The newest members of Fordham College at Rose Hill (FCRH) received a warm welcome on Aug. 30 at the second annual Freshman Academic Convocation.
Coming a day after most freshmen had moved onto campus, the convocation was held in the Leonard Theater at Fordham Preparatory School. It featured welcoming addresses from Joseph M. McShane, S.J., president of Fordham; Stephen Freedman, Ph.D., senior vice president/chief academic officer at Fordham; and Michael E. Latham, Ph.D., interim dean of FCRH.
The faculty address was delivered by J. Alan Clark, Ph.D., assistant professor of biological sciences. He noted that classification—which people use to create dichotomies such as black and white, male and female—is a fundamental part of human nature.
“Despite what you may have heard, classification is the oldest profession in the world. In Genesis 2:20, the first big task that God gives in the Garden of Eden is to give names to all the birds of the air and all the beasts of the field,” he said.

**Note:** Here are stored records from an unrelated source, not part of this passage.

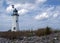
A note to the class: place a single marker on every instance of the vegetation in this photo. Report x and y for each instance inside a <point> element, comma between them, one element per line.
<point>19,34</point>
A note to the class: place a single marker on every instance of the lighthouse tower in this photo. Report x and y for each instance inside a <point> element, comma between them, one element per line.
<point>15,24</point>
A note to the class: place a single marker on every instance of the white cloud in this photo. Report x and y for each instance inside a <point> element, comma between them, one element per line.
<point>42,16</point>
<point>22,11</point>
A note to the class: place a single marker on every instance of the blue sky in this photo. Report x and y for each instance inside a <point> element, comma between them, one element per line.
<point>34,14</point>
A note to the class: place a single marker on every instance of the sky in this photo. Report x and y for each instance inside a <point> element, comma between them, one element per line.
<point>33,14</point>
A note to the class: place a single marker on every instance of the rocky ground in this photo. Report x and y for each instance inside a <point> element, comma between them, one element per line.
<point>52,38</point>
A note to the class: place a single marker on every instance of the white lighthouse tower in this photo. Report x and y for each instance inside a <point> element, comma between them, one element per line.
<point>15,24</point>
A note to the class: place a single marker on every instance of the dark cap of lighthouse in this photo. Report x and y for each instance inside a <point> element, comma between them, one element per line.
<point>15,11</point>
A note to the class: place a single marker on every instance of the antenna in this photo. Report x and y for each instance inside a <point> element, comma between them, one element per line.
<point>12,6</point>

“But despite the comfort that comes with being able to see everything in clear and categorical terms, our world is not black and white. Shades of gray predominate everywhere,” he said.

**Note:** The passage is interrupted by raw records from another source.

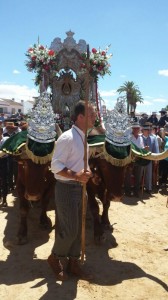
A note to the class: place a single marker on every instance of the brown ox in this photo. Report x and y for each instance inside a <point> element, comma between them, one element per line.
<point>34,182</point>
<point>106,185</point>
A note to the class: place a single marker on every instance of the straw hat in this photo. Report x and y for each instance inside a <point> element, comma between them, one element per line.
<point>10,125</point>
<point>135,125</point>
<point>147,126</point>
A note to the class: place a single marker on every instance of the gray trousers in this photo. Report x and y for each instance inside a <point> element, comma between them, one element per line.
<point>148,176</point>
<point>68,203</point>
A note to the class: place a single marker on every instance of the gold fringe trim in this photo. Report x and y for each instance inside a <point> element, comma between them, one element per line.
<point>39,159</point>
<point>94,150</point>
<point>155,156</point>
<point>115,161</point>
<point>17,151</point>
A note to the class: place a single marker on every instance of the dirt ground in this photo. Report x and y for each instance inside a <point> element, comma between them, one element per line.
<point>136,269</point>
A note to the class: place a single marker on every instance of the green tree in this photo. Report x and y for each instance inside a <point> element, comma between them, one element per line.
<point>133,95</point>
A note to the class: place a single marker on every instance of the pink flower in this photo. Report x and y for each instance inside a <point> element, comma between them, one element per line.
<point>83,66</point>
<point>94,50</point>
<point>51,52</point>
<point>46,67</point>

Clark used his own life story, which took him from his home in Illinois to the stages of New York City to law school in Michigan before he found his calling in conservation biology, as an example of staying open to life’s myriad possibilities.
“After many wonderful twists and turns, my childhood dream came true. I’m a wildlife biologist. I study endangered species and birds, including penguins. I really could not be happier with my lot in life,” he said. “Part one of my life closed when I began here at Fordham three years ago.”
Likewise, Clark told the Class of 2014 to think of part one of their life as complete.
“It’s never too late to dream. You can have new dreams tomorrow, or when you’re 70. It’s also never too late to start pursuing your dreams, however old you may be,” he said.
Latham exhorted students to think of themselves not simply as receivers of knowledge. As members of a remarkably privileged group, they have a real and pressing responsibility to pay attention to the destitution, warfare and deep inequalities that persist around the globe.
“Your academic excellence should matter. It should produce results, and it should ultimately provide you with the essential skills, abilities and inspiration to help produce a more humane, just and peaceful world,” he said.
This goes to the heart of the University’s mission as a Jesuit institution, he said, noting that St. Ignatius Loyola, founder of the Society of Jesus, argued that knowledge is not neutral and that education must be an integral part of God’s work in the world.
“I pray that your entry into our intellectual community will transform you, and that you will, in turn, transform the wider society of which you are a part,” he said. “I pray that over the next four years, your experience here awakens and deepens your sense of imagination, discovery and compassion.”